New York, 1980, 1st edition. 268 pp, ills. Hardcover with dust jacket. Fine condition.
SIGNED by Reinhold Messner
This describes Messner's first Himalayan expedition in 1978. It describes three expeditions to Nanga Parbat in the 1970s, including his solo of the peak, and the death of Reinhold's brother Gunther.
1970 - THE RUPAL FACE
In 1970 the two brothers Reinhold and Günter Messner participated in their first Himalayan expedition. They successfully climbed the mixed route of the Rupal Flank to the summit of Nanga Parbat. The route where hard and the climb to the summit was a great feat itself. Due to extreme weather, the late hour and that Günther was extremely exhausted, they made the decision to descend through unknown terrain by the less steep West Face.
After three days of descending, both brothers were near total physical collapse. Especially Günther, who found it very hard to keep up in Reinhold's pace. Near the foot at the mountain Reinhold was in front to scout a way through the crevasses. When he returned back up to meet Günter he had perished! Only a large avalanche cone showed the place where Günther should be! Reinhold searched desperately for his brother for a whole day. He just couldn't believe that his brother, together with whom he has shared so many climbing adventures in the Alps together with was dead!
This was the first time that Reinhold got to know the thin line between total mental, physical collapse and madness. With his last powers he stumbled into base-camp. Badly frostbitten, Reinhold had to amputate sex of his toes and several fingertips. This was the third ever ascent of Nanga Parbat. - And a personal catastrophe for Reinhold Messner that took many, many years to get over.
Until todays date (year 2002), the Rupal Face is still waiting for a second ascent...

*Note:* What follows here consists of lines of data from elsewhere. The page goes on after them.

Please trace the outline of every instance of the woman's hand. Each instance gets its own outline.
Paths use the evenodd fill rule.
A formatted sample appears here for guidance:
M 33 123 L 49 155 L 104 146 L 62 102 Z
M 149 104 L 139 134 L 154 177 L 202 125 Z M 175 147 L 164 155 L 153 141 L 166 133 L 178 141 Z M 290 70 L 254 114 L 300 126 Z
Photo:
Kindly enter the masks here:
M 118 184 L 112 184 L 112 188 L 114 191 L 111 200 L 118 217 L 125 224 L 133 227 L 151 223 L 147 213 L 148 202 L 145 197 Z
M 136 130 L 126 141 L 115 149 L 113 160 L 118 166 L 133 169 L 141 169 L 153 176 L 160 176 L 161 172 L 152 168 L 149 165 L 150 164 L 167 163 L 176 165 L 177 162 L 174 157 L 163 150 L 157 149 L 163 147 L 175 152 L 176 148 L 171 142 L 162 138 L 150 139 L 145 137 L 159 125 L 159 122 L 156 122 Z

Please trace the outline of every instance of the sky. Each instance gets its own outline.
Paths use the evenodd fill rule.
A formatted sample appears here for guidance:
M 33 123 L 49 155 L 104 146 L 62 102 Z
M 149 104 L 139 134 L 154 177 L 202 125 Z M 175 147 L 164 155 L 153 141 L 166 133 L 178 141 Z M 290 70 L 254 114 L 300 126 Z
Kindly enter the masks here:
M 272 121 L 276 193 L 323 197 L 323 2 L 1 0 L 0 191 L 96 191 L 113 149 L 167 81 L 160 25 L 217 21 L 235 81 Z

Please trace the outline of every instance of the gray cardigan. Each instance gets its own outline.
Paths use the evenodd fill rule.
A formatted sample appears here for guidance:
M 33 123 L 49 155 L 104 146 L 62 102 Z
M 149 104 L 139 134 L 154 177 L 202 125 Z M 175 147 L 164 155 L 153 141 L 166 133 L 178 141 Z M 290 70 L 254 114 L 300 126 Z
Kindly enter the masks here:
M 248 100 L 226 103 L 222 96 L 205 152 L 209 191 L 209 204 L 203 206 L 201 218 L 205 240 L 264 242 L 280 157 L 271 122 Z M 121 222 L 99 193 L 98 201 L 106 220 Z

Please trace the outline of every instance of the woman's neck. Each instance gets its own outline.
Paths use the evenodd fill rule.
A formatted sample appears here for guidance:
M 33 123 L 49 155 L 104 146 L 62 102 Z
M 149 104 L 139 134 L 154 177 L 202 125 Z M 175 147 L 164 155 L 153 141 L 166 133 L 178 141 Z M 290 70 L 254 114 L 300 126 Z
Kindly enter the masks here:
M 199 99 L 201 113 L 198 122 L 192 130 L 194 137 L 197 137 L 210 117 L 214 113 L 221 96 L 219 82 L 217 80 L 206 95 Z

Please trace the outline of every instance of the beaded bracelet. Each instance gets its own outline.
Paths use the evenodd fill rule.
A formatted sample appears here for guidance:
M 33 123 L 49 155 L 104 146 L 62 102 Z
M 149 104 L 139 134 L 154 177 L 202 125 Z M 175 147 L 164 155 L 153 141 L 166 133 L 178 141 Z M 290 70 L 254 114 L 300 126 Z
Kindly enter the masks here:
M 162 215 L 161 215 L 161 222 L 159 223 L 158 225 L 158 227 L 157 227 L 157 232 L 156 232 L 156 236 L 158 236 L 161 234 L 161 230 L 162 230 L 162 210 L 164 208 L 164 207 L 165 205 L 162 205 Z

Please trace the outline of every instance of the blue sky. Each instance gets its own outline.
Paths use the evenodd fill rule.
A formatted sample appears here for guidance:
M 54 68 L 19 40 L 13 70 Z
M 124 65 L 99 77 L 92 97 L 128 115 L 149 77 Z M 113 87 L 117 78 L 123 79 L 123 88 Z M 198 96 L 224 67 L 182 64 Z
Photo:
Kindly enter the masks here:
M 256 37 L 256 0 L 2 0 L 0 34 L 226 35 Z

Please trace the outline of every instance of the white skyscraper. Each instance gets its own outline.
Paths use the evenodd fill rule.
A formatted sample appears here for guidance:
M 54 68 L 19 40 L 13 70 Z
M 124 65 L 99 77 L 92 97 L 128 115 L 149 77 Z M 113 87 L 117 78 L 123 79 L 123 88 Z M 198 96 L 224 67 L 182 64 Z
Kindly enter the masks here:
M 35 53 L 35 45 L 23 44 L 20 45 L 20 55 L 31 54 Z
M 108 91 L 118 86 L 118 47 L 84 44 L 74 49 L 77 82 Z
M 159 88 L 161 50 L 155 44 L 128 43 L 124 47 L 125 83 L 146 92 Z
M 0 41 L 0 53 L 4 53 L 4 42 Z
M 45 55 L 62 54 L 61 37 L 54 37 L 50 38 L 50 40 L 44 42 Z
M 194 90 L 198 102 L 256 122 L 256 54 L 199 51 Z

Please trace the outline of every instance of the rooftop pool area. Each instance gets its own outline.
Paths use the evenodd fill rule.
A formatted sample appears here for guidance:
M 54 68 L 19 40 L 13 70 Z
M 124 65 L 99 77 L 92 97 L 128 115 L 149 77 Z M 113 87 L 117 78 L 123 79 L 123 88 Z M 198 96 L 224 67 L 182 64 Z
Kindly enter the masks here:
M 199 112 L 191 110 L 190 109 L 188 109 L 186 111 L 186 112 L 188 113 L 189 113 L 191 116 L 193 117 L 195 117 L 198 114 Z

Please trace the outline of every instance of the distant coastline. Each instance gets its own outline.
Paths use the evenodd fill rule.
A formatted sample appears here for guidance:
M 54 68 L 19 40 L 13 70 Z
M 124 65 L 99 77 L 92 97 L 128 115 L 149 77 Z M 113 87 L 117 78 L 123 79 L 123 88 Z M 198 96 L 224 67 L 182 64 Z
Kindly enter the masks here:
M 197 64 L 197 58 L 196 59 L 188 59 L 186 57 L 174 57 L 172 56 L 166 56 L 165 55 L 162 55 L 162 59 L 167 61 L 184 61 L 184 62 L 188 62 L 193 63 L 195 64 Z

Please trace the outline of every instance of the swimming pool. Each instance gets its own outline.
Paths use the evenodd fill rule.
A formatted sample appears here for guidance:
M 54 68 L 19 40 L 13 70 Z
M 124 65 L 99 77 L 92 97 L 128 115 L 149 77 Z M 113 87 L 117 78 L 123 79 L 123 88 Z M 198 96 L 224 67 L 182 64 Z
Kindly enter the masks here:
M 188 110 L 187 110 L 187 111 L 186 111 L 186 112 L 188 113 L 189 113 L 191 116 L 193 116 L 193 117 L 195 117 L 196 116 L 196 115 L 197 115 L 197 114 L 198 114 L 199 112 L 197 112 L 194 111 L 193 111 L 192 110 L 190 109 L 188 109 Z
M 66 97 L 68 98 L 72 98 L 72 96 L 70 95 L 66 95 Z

1971 - LOOKING FOR GÜNTHER
The following year, Reinhold returned to Nanga Parbat to search for his missing brother. Not a trace was found...
1973 - A SOLO ATTEMPT
Again, in 1973, Reinhold returned to Nanga Partbat. The mountain was by now always present in his mind and dreams. He was totally obsessed with the idea to climb it solo - and tried - and failed.
1977 - A SOLO ATTEMPT
In 1977, during a personal crisis, Reinhold once again returned to 'his' mountain, and once again he planned to climb it solo. This time he never dared to make a 100% committed try, because he was scared that - 'somewhere up there, I would freak out and be unable to cope'.
1978 - THE DIAMIR FACE
Finally, with with a strong inner force and self-confidence in his mind, Reinhold successfully solo climbed a new route on the Diamir Face.
The climb was done in pure Alpine style. No climbing equipment except for his ice axe and crampons where brought on the trip. This was the first time ever an 8,000 meter mountain was climbed solo. On the way up, an earthquake triggered a massive avalanche that blocked the possibility for any retreat down through the chosen route. Reinhold immediately putted the avalanche behind him in his mind; this time he was ready and he had never a single thought about retreat.
On the third day Reinhold reached the top! The descent was a masterpiece itself, done through unknown terrain. A new route up, a new route down - solo on Nanga Parbat!